1. I Now Pronounce You Chuck and Larry - $34.7M - $34.7M
2. Harry Potter and the Order of the Phoenix - $32.1M - $207.5M
3. Hairspray - $27.8M - $27.8M
4. Transformers - $20.5M - $262.9M
5. Ratatouille - $11M - $165.6M
6. Live Free or Die Hard - $7.3M - $116.4M
7. License to Wed - $3.7M - $38.6M
8. 1408 - $2.6M - $67.5M
9. Evan Almighty - $2.4M - $93.4M
10. Knocked Up - $2.3M - $142.7M
Just a quick report this week, been to a wedding over the weekend and still shattered now (from the journey rather than too much drink). Chuck & Larry took the top spot from the very successful Harry Potter this weekend. The Adam Sandler comedy performed on the lower side of expectations, with Sandler's last major release, Click, taking $40M on its opening weekend. Sandler's best opening still belongs to the $47M weekend of The Longest Yard. The movie faced competition from Harry Potter and Hairspray, not to mention a couple of older releases that are still taking a sizeable bite out of the box office. Chuck & Larry needs to have a good week as The Simpsons Movie will be in direct competition for the same market next weekend. The movie should go forward in the coming weeks to pass the $100M mark but won't surpass the takings of Click or The Longest Yard.
Harry Potter might have retained the top spot (and may still, as the above numbers are still the weekend estimates) if it wasn't for...himself. With the release of final book in the series at midnight on Friday the movie saw the majority of its repeat business vastly reduced. It should pick up a little next weekend but the film is already a huge success, especially in global terms, having taken a huge $558M in just 10 days. The movie is less than $45M behind the total domestic gross of Prisoner of Askaban and just over $55M short of the total domestic take of Chamber of Secrets. While the book may have harmed the movie in its second weekend, it acted as the perfect tonic in the previous week for those waiting on that final book.
Hairspray, the remake of the 1988 John Waters film performed much better than estimates had originally pegged it, taking nearly $28M. The musical, starring John Travolta, in the role originally made famous by Divine, Chris Walken and Michelle Pfeffier (in her first movie since 2002), had the second best screen/takings average of any movie in the top 15. This marks Travolta's second biggest opening for a movie, his first being the huge $39M made by Wild Hogs in March, and could signal something of a second resurrection for his career.
Transformers is now threatening to become the biggest movie of the year. It should easily cross $300M in the coming weeks and needs only to beat the $335M total of Spiderman 3 to be crowned biggest movie of 2007.

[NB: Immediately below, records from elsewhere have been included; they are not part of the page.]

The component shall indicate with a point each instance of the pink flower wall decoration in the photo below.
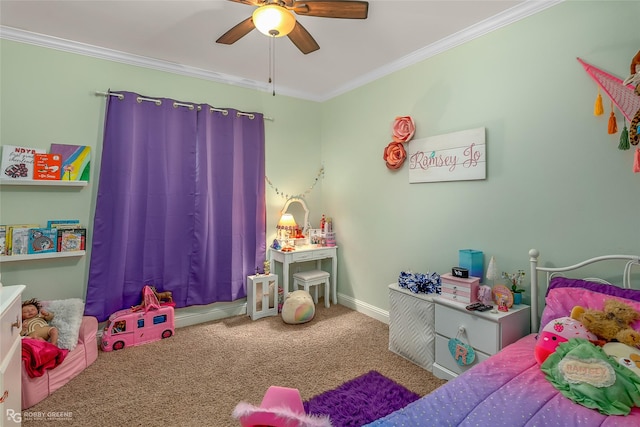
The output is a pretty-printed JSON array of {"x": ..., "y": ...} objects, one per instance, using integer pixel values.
[
  {"x": 403, "y": 129},
  {"x": 394, "y": 155}
]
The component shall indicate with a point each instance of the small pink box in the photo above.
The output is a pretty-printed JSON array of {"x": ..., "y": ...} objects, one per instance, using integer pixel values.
[{"x": 460, "y": 289}]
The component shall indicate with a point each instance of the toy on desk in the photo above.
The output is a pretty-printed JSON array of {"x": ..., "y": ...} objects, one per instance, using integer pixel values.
[{"x": 502, "y": 304}]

Ratatouille, which has had a couple of not-bad percentage drops in the last couple of weekends, is starting to slow down, and might actually struggle to make $200M. The film, which might be the best reviewed movie of the year, has had to face off against some of the biggest releases of 2007, not to mention having a title that could easily confuse people and a plot featuring a rat in a French kitchen. Next up for Pixar is Wall-E.
Die Hard 4 recoups its production budget this weekend and edges closer to $250M in the global market. License to Wed tries its best against the huge summer movies and may yet see another weekend on the charts due to a lack of major new releases. 1408 should finish up with around $80M while Evan Almighty might just make it to $100M. Finally, Knocked Up will probably see its last weekend on the chart but could still go on to make $150M by the end of its run.